Tor ater
- Conservation status: Near Threatened (IUCN 3.1)

Scientific classification
- Kingdom: Animalia
- Phylum: Chordata
- Class: Actinopterygii
- Order: Cypriniformes
- Family: Cyprinidae
- Genus: Tor
- Species: T. ater
- Binomial name: Tor ater Roberts, 1999

= Tor ater =

- Authority: Roberts, 1999
- Conservation status: NT

Species of fish

Tor ater, the dark mahseer, is a species of mahseer, a fish, native to Central Laos.

==Taxonomy==
Tor ater is slightly different from other mahseer, although possessing many typical Cyprinidae features. This mahseer has relatively small scales, with 30 or 31 along the lateral line, but still has a large head comparative to body depth. Compared to another small-scaled mahseer of the Mekong basin, Tor polylepis, Tor ater differs by having slightly larger scales, fewer gill rakers and a concave-shaped snout.

==Distribution==
This fish is poorly known, even among local fishermen in the Nam Theun watershed where it is found. The type locality of Tor ater is Ban Talang, in the Nam Theun watershed, part of the Mekong basin, in central Laos.

==Ecology==
It may be expected that Tor ater has similarities with all other mahseer species, being omnivorous, with a diet that likely includes aquatic and terrestrial invertebrates, fruit and vegetation, small amphibians and other fish.

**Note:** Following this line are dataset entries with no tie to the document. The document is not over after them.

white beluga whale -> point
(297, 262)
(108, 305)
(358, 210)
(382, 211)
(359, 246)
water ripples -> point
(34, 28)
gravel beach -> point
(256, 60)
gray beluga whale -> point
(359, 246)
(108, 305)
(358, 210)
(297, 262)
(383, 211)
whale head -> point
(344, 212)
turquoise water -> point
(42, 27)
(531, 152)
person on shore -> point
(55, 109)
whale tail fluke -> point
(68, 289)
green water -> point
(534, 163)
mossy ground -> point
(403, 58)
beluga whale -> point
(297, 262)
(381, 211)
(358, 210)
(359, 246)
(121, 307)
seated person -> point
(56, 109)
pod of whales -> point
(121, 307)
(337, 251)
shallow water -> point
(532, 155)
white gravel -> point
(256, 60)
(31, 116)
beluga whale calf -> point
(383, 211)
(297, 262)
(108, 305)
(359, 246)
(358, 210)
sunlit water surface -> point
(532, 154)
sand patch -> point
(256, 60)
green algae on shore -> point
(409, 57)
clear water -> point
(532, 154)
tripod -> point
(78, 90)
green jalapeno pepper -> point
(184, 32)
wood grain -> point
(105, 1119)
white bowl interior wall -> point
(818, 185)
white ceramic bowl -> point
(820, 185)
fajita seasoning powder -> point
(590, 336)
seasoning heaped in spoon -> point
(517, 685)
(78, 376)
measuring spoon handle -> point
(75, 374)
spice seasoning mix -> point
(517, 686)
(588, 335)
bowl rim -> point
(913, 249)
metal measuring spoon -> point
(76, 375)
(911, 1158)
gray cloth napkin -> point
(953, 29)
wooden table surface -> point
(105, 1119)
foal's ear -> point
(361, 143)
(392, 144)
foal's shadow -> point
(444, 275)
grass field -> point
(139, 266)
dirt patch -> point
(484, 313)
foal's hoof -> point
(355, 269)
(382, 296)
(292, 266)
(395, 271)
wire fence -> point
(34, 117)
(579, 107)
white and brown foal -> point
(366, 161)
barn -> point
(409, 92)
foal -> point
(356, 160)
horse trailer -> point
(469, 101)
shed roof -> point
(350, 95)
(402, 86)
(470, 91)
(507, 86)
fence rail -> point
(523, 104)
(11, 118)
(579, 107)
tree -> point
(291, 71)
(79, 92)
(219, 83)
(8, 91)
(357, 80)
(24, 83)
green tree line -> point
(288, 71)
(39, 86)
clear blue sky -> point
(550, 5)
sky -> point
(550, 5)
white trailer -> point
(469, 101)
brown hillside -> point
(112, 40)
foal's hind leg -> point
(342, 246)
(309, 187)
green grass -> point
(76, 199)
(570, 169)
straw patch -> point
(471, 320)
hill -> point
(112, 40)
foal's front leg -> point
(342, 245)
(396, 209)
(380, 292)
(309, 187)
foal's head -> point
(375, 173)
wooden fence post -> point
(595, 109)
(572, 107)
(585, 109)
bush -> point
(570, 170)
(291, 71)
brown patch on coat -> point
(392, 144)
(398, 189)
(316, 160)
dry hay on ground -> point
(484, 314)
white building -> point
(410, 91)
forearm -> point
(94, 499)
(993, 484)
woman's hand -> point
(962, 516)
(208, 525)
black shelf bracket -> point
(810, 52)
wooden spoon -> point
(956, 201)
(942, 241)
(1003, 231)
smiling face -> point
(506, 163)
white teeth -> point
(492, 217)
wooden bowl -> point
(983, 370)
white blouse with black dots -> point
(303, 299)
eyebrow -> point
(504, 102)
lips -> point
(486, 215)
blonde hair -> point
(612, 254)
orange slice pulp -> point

It would seem probable that adult fish access headwaters for spawning during high water conditions.

==Conservation==
This species is currently assigned as Near Threatened by the IUCN. Given that the species is identified from the capture of only three specimens, and that little work has been done beyond the initial identification, the major constraining factor in any conservation strategy is the complete lack of understanding of the distribution and ecology of the species and how or if it interacts with other local mahseer species within the same habitat.
With other mahseer species, the main threats are: loss of habitat due to urbanisation, encroachment on flood plains, dam building, sand extraction and pollution. Destructive fishing methods like dynamite, poisoning and electricity are in common use throughout Southeast Asia, and may be expected to be a major threat to the sustainability of populations.